Three ways to cope with lover’s grief: Toxic. Psychological. Physical.

The toxic way is to either blunt feelings with narcotics (Benzodiazepine) or replace feelings of reward by excitement cause by drugs (Ecstasy, Cannabis). Most important among Caucasians is alcohol that works in both directions.

The psychological way is to treat the former partner with hatred or sardonically. There are even social events established to help to create that kind of mood. Divorce and B.I.G. (bitch/bastard is gone) parties.

I prefer sports and hard working, the physical way to get my feelings under control.

All three have their drawbacks. Toxic substances cause emotional blunting which extends to other feelings too. As those feelings are so important to communicate socially, in the long run, psychedelic drugs lead to social isolation and create psychological and physical dependencies.

The same is true to seeking psychological distraction. Hatred can consume all of your brain activity. You may end up hating all and everything which like drugs causes emotional blunting and social isolation.

I restrain from drugs and hatred.
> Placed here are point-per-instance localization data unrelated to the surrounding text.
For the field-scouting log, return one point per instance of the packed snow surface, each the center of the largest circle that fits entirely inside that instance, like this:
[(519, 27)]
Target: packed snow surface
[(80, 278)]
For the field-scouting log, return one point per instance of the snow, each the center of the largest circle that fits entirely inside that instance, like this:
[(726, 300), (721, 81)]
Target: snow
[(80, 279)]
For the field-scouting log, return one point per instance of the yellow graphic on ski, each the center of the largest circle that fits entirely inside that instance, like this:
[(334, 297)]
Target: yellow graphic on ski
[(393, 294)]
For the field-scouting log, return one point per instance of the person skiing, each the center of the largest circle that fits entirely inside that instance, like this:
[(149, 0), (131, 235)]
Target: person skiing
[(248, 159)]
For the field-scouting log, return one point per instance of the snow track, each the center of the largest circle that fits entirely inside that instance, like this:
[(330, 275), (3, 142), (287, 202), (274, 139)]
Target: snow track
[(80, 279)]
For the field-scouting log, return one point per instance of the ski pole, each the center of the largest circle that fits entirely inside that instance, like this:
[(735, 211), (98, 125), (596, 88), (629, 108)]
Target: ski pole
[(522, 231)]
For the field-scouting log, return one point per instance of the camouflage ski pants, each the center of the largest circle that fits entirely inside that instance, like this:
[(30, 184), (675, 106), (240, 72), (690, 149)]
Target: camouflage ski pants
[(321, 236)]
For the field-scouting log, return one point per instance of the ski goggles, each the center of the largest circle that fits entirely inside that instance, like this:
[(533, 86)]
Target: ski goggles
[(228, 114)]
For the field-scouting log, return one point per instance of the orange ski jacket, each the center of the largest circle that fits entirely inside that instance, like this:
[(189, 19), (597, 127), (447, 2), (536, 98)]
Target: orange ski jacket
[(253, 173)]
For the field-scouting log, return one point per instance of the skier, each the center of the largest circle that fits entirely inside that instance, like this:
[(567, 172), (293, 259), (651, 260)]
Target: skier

On the contrary, I try to keep all my feelings so precious to me. I do physical training which is good for someone who spends most of his time in front of a computer screen. It does not trigger physical decline. On the contrary, muscles begin to grow and health stabilizes.

As with hard working, physical exercises provide a rewarding system that can overrun the negative emotions caused by unfulfilled love. In fact they can even replace. After such exercises, I have the mock feeling of still being in a happy love affair which is untrue of course and which desperately and absurdly keeps me trying to win her back.

And there is an other draw back. You have to increase dosage steadily from once a week to every day, from a few minutes to many hours. I wonder if this eventually leads to physical dependency too. I have to be careful. I have to stay observant.